1. Experimental setup

All canonical-problem runs share one configuration (recorded in results.json → config):

item value
operator $A$ poisson_2d(32): 5-point Dirichlet Laplacian, $A = (\mathrm{kron}(d_1,I)+\mathrm{kron}(I,d_1))/h^2$, $h = 1/33$, $N = 1024$ (python/poisson.py lines 43–68; see 02-eigenvalues.md)
right-hand side $b$ grf_rhs(32, alpha=2.0, tau=3.0, seed=42) — standardized Gaussian random field, Matérn-like spectrum $(\vert k\vert ^2+\tau^2)^{-\alpha/2}$ (python/poisson.py lines 131–184; see 03-gaussian-random-fields.md).

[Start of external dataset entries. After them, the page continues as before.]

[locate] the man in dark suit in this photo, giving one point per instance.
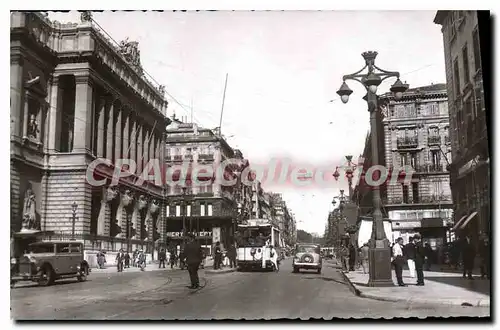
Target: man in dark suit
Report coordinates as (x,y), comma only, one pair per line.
(468,255)
(420,253)
(398,260)
(193,254)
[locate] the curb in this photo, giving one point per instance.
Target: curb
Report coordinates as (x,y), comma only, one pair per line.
(447,302)
(223,271)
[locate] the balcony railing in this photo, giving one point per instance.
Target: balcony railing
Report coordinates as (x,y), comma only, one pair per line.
(407,142)
(434,140)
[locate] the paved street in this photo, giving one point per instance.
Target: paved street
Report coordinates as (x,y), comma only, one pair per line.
(256,295)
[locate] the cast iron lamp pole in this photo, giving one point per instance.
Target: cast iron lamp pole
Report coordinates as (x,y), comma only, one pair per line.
(380,257)
(184,211)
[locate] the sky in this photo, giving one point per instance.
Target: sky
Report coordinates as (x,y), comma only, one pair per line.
(284,68)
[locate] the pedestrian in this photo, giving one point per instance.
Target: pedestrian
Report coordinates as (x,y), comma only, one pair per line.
(217,255)
(398,260)
(429,255)
(419,259)
(231,253)
(193,254)
(127,260)
(352,256)
(161,257)
(409,254)
(120,256)
(364,257)
(182,257)
(484,254)
(468,255)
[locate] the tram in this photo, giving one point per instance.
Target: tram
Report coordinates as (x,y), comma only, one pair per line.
(259,246)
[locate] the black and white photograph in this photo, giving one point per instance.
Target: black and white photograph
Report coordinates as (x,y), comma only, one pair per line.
(250,164)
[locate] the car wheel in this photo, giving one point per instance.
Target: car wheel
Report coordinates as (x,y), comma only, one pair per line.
(82,276)
(47,276)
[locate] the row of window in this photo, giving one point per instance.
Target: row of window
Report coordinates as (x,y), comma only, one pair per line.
(205,210)
(425,109)
(201,149)
(411,158)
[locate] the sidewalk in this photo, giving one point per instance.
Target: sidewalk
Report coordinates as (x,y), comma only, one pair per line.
(209,268)
(441,288)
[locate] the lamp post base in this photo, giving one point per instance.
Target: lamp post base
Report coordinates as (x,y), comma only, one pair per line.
(380,263)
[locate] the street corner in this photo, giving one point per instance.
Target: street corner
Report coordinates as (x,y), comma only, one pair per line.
(220,271)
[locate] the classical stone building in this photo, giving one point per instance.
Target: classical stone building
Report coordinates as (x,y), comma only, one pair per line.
(76,97)
(210,209)
(416,136)
(470,169)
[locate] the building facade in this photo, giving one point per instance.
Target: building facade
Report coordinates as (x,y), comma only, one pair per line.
(416,138)
(470,168)
(77,97)
(203,206)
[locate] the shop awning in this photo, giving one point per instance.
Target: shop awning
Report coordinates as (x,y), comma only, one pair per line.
(469,218)
(459,222)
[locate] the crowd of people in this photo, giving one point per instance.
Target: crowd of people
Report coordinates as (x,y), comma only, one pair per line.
(419,256)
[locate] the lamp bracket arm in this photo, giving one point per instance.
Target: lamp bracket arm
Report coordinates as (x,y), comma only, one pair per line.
(356,77)
(355,74)
(390,73)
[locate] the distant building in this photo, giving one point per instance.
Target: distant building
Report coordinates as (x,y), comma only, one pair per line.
(416,136)
(470,169)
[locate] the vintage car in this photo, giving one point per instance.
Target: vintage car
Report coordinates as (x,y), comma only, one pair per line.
(45,262)
(307,256)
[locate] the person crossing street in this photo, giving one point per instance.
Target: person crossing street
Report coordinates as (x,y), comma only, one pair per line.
(193,254)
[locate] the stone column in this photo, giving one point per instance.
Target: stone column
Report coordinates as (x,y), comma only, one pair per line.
(82,132)
(126,133)
(54,113)
(101,140)
(16,90)
(109,129)
(139,147)
(118,133)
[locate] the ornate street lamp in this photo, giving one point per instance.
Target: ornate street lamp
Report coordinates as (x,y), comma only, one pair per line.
(380,258)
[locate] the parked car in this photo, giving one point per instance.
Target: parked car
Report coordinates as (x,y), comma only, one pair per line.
(307,256)
(45,262)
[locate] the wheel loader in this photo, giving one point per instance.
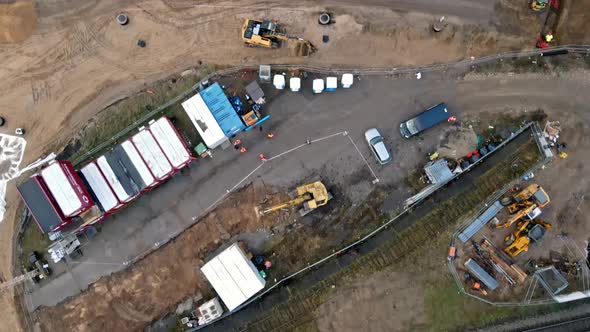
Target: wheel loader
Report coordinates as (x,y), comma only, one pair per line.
(309,196)
(265,34)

Seed 42 is held out from the NPO training seeds 100–139.
tolerance stop when $\Vert r_k\Vert /\Vert b\Vert \le 10^{-10}$
max iterations 2000
Nyström sketch seed 0
solvers pcg (Hestenes–Stiefel, Fletcher–Reeves $\beta$) and flexible_pcg (Notay 2000, Polak–Ribière $\beta$), python/pcg.py lines 15–81 and 84–141; see 04-krylov-and-pcg.md
iteration counting iterations = len(res_hist) - 1; res_hist[0] = 1.0 by convention (python/pcg.py lines 48–52)
reference solution scipy.sparse.linalg.spsolve(A.tocsc(), b); every converged run is checked against it
timing protocol wall_time_s is the solve loop only; setup_time_s is preconditioner construction, timed separately (python/experiments/run_all.py lines 82–94, 120–144)

The variable-coefficient runs use variable_poisson_2d(32, contrast=100.0) — a harmonic-mean finite-volume discretization of $-\nabla!\cdot(a\nabla u)$ with $a = 1$ for $x < 0.5$ and $a = 100$ for $x \ge 0.5$ (python/poisson.py lines 71–128) — with the same GRF right-hand side.

2. The full method matrix

2.1 Canonical problem: poisson_2d(32), GRF RHS, tol $10^{-10}$

From results.json → canonical:

method iterations final relres solve wall [s] setup [s] relerr vs spsolve converged
CG (none) 116 6.667e-11 0.00117 5.40e-12 yes
CG (Jacobi) 116 6.667e-11 0.00119 ~0 5.40e-12 yes
CG (ILU, spilu defaults) 5 6.212e-13 0.000236 0.000996 8.17e-14 yes
CG (Nyström, rank 16) 123 9.518e-11 0.00184 0.000737 1.53e-11 yes
CG (Nyström, rank 64) 123 8.005e-11 0.00188 0.00418 9.76e-12 yes
CG (Nyström, rank 128) 122 7.727e-11 0.00200 0.0116 6.97e-12 yes
CG (Nyström, rank 256) 119 9.183e-11 0.00233 0.0238 2.54e-11 yes
FCG (NPO, Notay flexible) 30 7.162e-11 0.0277 0.00272 3.10e-11 yes
CG (NPO, plain PCG) 2000 9.653e-06 1.68 0.00272 6.65e-06 no

All methods, canonical problem

The figure (x-axis clipped at 200 iterations for readability; the plain-PCG NPO curve continues stalling to 2000) shows the four qualitative regimes at a glance:

  1. ILU drops nearly vertically — 5 iterations. spilu with default parameters on this small, well-structured matrix produces a nearly exact factorization, so each preconditioned residual is close to the true error and CG converges almost immediately.
  2. CG(none), CG(Jacobi), and all four Nyström ranks form a tight bundle around 116–123 iterations — the Nyström curves sit marginally right of plain CG (Section 5.2 explains why).
  3. FCG(NPO) cuts through the bundle at a visibly steeper slope: 30 iterations, a 3.87× iteration reduction over plain CG (npo_eval.json → speedup_fcg_vs_cg = 3.8666…).
  4. CG(NPO, plain) decays for a while, then flattens near $10^{-5}$ and never recovers — the deliberate negative control (Section 6, anomaly 3).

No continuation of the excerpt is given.